Tuesday, February 15, 2011

In Reflection...

After taking a few days to think about the MAJOR range safety violation I felt compelled to directly intervene in, I've come to the following conclusions:

1) I did not overreact to the situation, and yet I still feel like the ***hole for calling a fellow shooter out for a massive breach of range etiquette

2) Gun ownership does not equate to shooting experience

3) We absolutely cannot allow ourselves or those we know to become complacent at the range

Mrs. Normal and I joined a private indoor club to get away from the heathen masses with little to no education or experience in safe firearms use.

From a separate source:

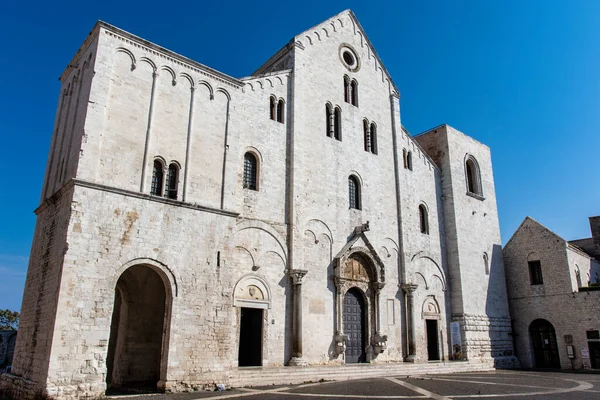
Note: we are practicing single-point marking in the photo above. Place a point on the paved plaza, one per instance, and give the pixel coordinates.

Every session, we strictly follow the cardinal rules for firearms handling as well as clearly-defined range safety rules because we know we can't afford to slip - even once.

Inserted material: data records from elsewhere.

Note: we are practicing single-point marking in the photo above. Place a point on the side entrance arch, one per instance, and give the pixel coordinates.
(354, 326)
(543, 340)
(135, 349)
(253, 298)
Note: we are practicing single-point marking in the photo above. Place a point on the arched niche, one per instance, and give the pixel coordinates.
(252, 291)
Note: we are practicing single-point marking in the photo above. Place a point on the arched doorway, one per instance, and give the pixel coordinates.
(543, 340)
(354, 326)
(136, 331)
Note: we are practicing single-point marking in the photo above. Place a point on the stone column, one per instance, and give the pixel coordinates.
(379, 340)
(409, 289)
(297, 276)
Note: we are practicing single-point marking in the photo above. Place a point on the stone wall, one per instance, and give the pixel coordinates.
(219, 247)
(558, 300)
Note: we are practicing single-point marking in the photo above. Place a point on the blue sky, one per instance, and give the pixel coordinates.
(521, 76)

When I worked full-time as a range safety officer and instructor, I strove to always act in a professional manner, project confidence and authority, and demonstrate expert range safety skills at all times when on deck. I took that job seriously.

It amazes me to this day how many people bring their sloppy "goin' to the mountains to do a little shootin'" mentality indoors and how upset they get when they're called on lifelong bad habits or freshly-minted poor behavior when handing guns.

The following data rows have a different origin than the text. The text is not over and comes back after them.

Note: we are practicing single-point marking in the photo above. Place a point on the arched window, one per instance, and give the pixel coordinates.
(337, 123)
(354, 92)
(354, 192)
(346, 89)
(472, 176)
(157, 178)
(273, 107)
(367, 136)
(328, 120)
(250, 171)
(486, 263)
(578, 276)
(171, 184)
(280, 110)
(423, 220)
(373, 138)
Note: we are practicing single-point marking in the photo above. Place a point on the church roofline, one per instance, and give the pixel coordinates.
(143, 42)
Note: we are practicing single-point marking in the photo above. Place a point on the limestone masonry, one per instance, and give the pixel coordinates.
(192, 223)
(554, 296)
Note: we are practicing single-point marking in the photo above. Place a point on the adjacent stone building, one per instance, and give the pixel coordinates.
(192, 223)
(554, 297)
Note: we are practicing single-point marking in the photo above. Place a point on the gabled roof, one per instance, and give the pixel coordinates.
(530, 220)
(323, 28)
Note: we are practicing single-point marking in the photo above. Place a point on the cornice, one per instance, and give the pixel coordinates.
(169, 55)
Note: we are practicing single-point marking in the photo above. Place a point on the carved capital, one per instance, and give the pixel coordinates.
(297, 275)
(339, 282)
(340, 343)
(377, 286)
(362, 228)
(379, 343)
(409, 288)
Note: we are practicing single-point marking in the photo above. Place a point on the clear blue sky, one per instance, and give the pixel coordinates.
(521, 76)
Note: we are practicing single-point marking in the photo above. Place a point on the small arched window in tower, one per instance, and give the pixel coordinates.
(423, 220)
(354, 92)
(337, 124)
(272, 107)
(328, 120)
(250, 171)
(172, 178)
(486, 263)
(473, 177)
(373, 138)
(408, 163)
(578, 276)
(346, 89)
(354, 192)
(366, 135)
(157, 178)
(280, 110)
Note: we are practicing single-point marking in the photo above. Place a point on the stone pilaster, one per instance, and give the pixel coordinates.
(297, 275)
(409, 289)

These are just a few examples of errant stupidity both when an RO is watching and when ignorant shooters don't think we are:

** One of the benches at our club bears the evidence of sloppy trigger discipline, a clean little 9mm hole punched straight through the board. Thankfully, that particular round went downrange after skipping off the floor about 5 feet ahead of the firing line.

** After exiting the range, a member removed a suppressed Walther P22 from its case at our counter with the intent of explaining a problem he was having with his "can," swept the muzzle across my midsection, and THEN told me "oh, by the way, it's loaded" when handling it.

** During one of my shifts, a member came out to tell me someone was walking around downrange. DOWNRANGE. AT AN INDOOR GUN CLUB. He was visiting the club, shooting an old M1 Garand, and felt it was acceptible for him to crawl under the bench and wander around on his hands and knees picking up brass that had flown forward of the firing line. Seriously.

** Countless times when "expert" shooters who don't need any new training and disdain the Guy in the Red Shirt watching them like a hawk walk off the line with a gun in their hand. Waist level. Muzzle forward. Sometimes they were loaded, sometimes they weren't.

** Countless times when "expert" shooters are showing off - I mean "demonstrating" - their gun knowledge on the line in front of a friend or a significant other and rotate a loaded gun back toward the stall, cover their hand with a muzzle, or perform GOD KNOWS what kind of manipulations with the finger on the trigger.

And that's just off the top of my head... even when everything goes right, weird things can happen. I've seen a Glock 26 completely lock up with a live round in the chamber and have even had to play amateur CSI to figure out what happened when a shooter's reloaded cartridge "spontaneously" detonated in its box on the bench.

begin rant
Given my time spent as a professional range safety officer, instructor, lifelong shooter, and frequent competitor, I'm ready to back myself up if I feel compelled to address a safety issue bad enough for me to have to physically go "hands-on." I'm not a poseur, I'm not tacti-cool, and I'm not an Internet Gun Expert. Coming home from work with the same number of organs, orifices, and appendages was my everyday life and I know what I'm talking about.